また、同じ音楽ドキュメンタリーでも、シネ・アミューズ・イースト&ウエストでは、『メイド・イン・ジャマイカ』が7月5日から上映される。音楽を通して、ジャマイカという国の抱える歴史や、矛盾、喜びをあぶり出す本作。音楽とは「地域」から生まれて、地域とともに育まれているメディアだということを、改めて私たちに伝えてくれる。1947年に生まれ、ボブ・マーリーとともにレゲエ・レジェンドを築いたバニー・ウエイラーから、21世紀に入ってからのダンスホール・シーン最前線をキープしてきたエレファント・マン、アメリカでも人気を集めるR&B/ダンスホール・姉妹デュオ、ブリック&レイスまで、キーミュージシャンの豪華な出演映像でジャマイカ・ミュージックの変遷を辿りながら、秋田県ほどの土地、ジャマイカに生きる人々の魅力を伝える。
国もジャンルも超えて‘評価される’ボアダムスと、ジャマイカという地域に‘育まれる’レゲエ・ミュージック。音楽カルチャーの奥深さを、あなたの耳と目で感じてみては?
- タイトル:
- 77BOADRUM
- 上映場所:
- シアターN 渋谷
- 上映期間:
- 2008年7月7日〜
- 監 督:
- 川口潤
- 演 奏:
-
77BOADRUM(V∞REDOMS,Hisham Akira Bharoocha、David Nuss、Brian Chippendale、Jaiiko Suzuki、Andrew W.K、David Grubbs、and more)

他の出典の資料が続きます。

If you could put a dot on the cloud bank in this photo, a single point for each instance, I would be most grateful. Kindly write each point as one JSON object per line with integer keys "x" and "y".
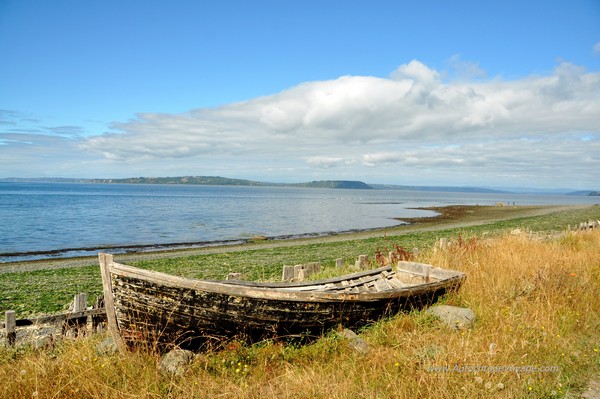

「まず一斉に鳴り出す地響きのような怒涛の音に圧倒されてください!そして次第に同調する77台のドラムの音が頂点に達した時に鳥肌を立ててください!きっと映画を観ている間、身体中が打楽器になったかのようにリズムを刻むはずです!いつの間にか画面に映っている川や木々の全てがドラムの音に呼応しているような錯覚に陥って、自然との同化が始まるはずです!この圧倒的なトランス状態を劇場で体感してください!上映時間は77分+777秒(89分)。監督はこれまでにWRENCH、blood thirsty butchers、eastern youthなど数々の音楽バンド映像を手掛けてきた川口潤さんです。」 シアターN渋谷 支配人 近藤順也さん
- タイトル:
- メイド・イン・ジャマイカ
- 上映場所:
- シネ・アミューズ・イースト&ウエスト
- 上映期間:
- 2008年7月5日〜
- 監 督:
- ジェローム・ラペルザ
- 出 演:
- バニー・ウェイラー、エレファント・マン、バウンティ・キラー、サードワールド、ケイプルトン、グレゴリー・アイザックス、レディ・ソウ
2005年1月、ジャマイカでもっとも偉大なダンサーであるボーグルが何者かに殺害された──。 その衝撃のニュース映像から幕を開ける本作は、氾濫する銃と止まらぬ暴力、政治と音楽、ラスタファリアニズム、過激な性的トピックを扱いながら、なぜ人口300万足らずの小国から、ここまで影響力のある音楽が生まれてきたのかを貴重な証言と共に探っていく。